But the three or four studies that have looked at the impact of mixed feeding all looked it in babies < 3 months of age. At that age the infant gut and immune system are very immature. After several months of exclusive breastfeeding it is likely that the hygienic addition of solid foods will not lead to the high rates of HIV transmission seen in newborns who are mixed fed. For example, in the ZVITAMBO study, the rate of HIV transmission was 0.22% per month for the first six months among mothers who basically only did 3 months of exclusive breastfeeding. Presumably it would be lower still if they had managed for all six. If babies were partially breastfed (milk or solids added), the rate of transmission was 0.73% per month. But from 6-18 months, those who had been exlcusively breastfed for 3 months did not return to this 0.73 figure, they transmitted at a rate of 0.57% per month.

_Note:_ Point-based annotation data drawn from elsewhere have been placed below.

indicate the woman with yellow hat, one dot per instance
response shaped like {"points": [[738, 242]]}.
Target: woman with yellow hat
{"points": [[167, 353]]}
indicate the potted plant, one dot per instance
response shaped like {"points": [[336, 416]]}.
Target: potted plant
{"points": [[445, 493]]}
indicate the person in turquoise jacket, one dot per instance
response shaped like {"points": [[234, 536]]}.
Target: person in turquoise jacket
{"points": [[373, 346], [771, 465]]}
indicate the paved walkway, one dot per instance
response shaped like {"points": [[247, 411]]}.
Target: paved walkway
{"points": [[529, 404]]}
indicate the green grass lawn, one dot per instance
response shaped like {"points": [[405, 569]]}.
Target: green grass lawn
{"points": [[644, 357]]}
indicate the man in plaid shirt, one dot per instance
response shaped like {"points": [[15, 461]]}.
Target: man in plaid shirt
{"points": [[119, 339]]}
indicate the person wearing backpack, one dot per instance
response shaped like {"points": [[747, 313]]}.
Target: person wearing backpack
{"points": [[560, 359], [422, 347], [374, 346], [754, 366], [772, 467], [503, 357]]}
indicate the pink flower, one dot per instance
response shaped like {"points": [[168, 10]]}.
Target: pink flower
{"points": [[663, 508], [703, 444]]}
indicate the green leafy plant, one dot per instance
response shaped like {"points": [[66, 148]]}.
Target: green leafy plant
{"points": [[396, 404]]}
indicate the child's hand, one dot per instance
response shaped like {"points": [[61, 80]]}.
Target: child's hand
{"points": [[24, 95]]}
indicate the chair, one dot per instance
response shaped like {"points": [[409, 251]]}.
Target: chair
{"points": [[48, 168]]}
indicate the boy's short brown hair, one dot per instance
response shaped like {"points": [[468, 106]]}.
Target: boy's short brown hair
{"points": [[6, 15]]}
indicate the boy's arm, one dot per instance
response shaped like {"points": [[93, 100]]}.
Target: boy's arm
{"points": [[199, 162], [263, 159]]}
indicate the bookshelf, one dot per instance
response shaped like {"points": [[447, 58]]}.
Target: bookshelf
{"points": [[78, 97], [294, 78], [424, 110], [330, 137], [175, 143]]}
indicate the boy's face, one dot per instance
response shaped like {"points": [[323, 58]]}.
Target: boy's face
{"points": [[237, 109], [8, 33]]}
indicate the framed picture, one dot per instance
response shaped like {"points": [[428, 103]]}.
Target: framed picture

In any case, what really counts is maximizing rates of HIV-free survival. Sadly, very little research has focused on this, since the emphasis, at least in the early years of PMTCT, was on reducing postnatal transmission--sometimes seemingly at all costs.
Rates of HIV transmission need to be weighed against risk of death in different settings and at different ages so that counsellors have an idea how to discuss the issues with they kinds of mothers they see.
The most recently published simulations providing relevant data guide this kind of balancing of risk (Piwoz EG, Ross JS. Use of population-specific infant mortality rates to inform policy decisions regarding HIV and infant feeding. J Nutr. 2005 May;135(5):1113-9) suggest that it does not make sense to avoid breastfeeding altogether rather than exclusively breastfeeding in a setting where the infant mortality rate is > 25 per 1000 live births. In Africa, outside South Africa, that can only be found in rich areas of some cities. This does not mean that NO mothers in such settings should avoid breastfeeding, just that on average exclusive breastfeeding will lead to better overall outcomes. Where infant mortality rates are over 100/1000 (which they are in poorer African countries) outcomes will actually be better if one does nothing about infant feeding. Shortening breastfeeding dramatically in such settings, especially rapid cessation, is simply too dangerous to lead to any
improvement in HIV-free surival rates.
Again, there will be some mothers for whom avoidance of breastfeeding or early cessation will be better options, but infant feeding counsellors in such settings need to realize that these mothers will be rare--basically the richer and better educated ones. In fact, in health centers I have visited in Rwanda and Cote d'Ivoire health workers tell me they never see such mothers. One suspects that they may visit private practitioners rather than waiting for hours to see a health worker in a public clinic.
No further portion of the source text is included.